Daniel Kokotajlo comments on Adumbrations on AGI from an outsider

Daniel Kokotajlo 25 May 2023 18:12 UTC
9 points
5
I agree that logodds space is the right way to think about how close probabilities are. However, my epistemic situation right now is basically this:

”It sure seems like Doom is more likely than Safety, for a bunch of reasons. However, I feel sufficiently uncertain about stuff, and humble, that I don’t want to say e.g. 99% chance of doom, or even 90%. I can in fact imagine things being OK, in a couple different ways, even if those ways seem unlikely to me. … OK, now if I imagine someone having the flipped perspective, and thinking that things being OK is more likely than doom, but being humble and thinking that they should assign at least 10% credence (but less than 20%) to doom… I’d be like “what are you smoking? What world are you living in, where it seems like things will be fine by default but there are a few unlikely ways things could go badly, instead of a world where it seems like things will go badly by default but there are a few unlikely ways things could go well? I mean I can see how you’d think this is you weren’t aware of how short timelines to ASI are, or if you hadn’t thought much about the alignment problem...”

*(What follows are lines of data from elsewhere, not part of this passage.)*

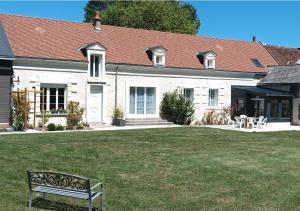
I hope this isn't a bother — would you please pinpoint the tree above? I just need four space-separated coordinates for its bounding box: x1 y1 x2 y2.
85 0 200 34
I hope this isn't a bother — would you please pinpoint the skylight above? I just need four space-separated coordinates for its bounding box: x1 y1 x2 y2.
251 59 264 67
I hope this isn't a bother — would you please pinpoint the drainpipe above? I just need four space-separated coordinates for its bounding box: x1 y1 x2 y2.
115 65 119 109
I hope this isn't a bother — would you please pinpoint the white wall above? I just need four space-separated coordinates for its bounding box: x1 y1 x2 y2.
13 67 87 125
14 67 257 125
292 86 300 125
103 73 257 122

If you think this is unreasonable, I’d be interested to hear it!
- Jan_Kulveit 29 May 2023 15:19 UTC
  7 points
  2
  Parent
  I don’t think the way you imagine perspective inversion captures typical ways how to arrive at e.g. 20% doom probability. For example, I do believe that there are multiple good things which can happen/be true, decrease p(doom) and I put some weight on them
  - we do discover some relatively short description of something like “harmony and kindness”; this works as an alignment target
  - enough of morality is convergent
  - AI progress helps with human coordination (could be in costly way, eg warning shot)
  - it’s convergent to massively scale alignment efforts with AI power, and these solve some of the more obvious problems
  
  I would expect prevailing doom conditional on only small efforts to avoid it, but I do think the actual efforts will be substantial, and this moves the chances to ~20-30%. (Also I think most of the risk comes from not being able to deal with complex systems of many AIs and economy decoupling from humans, and single-single alignment to be solved sufficiently to prevent single system takeover by default.)
  - Daniel Kokotajlo 31 May 2023 20:38 UTC
    4 points
    0
    Parent
    Thanks for this comment. I’d be generally interested to hear more about how one could get to 20% doom (or less).
    
    The list you give above is cool but doesn’t do it for me; going down the list I’d guess something like:
    1. 20% likely (honesty seems like the best bet to me) because we have so little time left, but even if it happens we aren’t out of the woods yet because there are various plausible ways we could screw things up. So maybe overall this is where 1/3rd of my hope comes from.
    2. 5% likely? Would want to think about this more. I could imagine myself being very wrong here actually, I haven’t thought about it enough. But it sure does sound like wishful thinking.
    3. This is already happening to some extent, but the question is, will it happen enough? My overall “humans coordinate to not build the dangerous kinds of AI for several years, long enough to figure out how to end the acute risk period” is where most of my hope comes from. I guess it’s the remaining 2/3rds basically. So, I guess I can say 20% likely.
    4. What does this mean?
    
    I would be much more optimistic if I thought timelines were longer.